Kradnąc piłę spalinową zostawił ślady na śniegu
Panująca za oknem aura pomogła policjantom w ujęciu sprawcy kradzieży piły spalinowej. Ślady na śniegu zaprowadziły funkcjonariuszy z miejsca kradzieży wprost pod dom sprawcy. 57-latek ukradł piłę z ciągnika rolniczego po czym dał ją na przechowanie bratu. Wczoraj obaj zostali zatrzymani i usłyszeli zarzuty. Grozi im do 5 lat pozbawienia wolności.
Nidziccy policjanci we wtorek zostali poinformowani o kradzieży piły spalinowej w jednej z miejscowości w gminie Kozłowo. Według relacji pokrzywdzonego piła została skradziona z ciągnika rolniczego zaparkowanego za posesją. Dzięki świeżym opadom śniegu, sprawca kradzieży zostawił ślady po których bardzo szybko można było go ustalić. Ślady po gumofilcach należały do 57-latka, który przyznał się do zarzucanego mu czynu.

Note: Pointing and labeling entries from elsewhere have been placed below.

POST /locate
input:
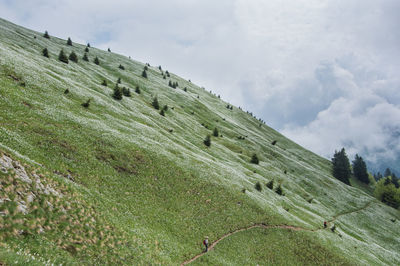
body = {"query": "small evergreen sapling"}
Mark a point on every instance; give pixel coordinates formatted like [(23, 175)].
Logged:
[(207, 141), (126, 92), (258, 186), (62, 57), (86, 104), (254, 159), (137, 90), (85, 58), (117, 95), (73, 57), (46, 35), (45, 52), (215, 132)]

Powiedział policjantom, że skradzione mienie przechowuje mu brat. Kryminalni pojechali do 63-latka, który oddał skradzioną piłę, wiedząc że pochodzi z kradzieży.
Odzyskane mienie zostało zwrócone właścicielowi.
Wczoraj jeden z braci usłyszał zarzut kradzieży, a drugi paserstwa. Obu grozi kara do 5 lat pozbawienia wolności.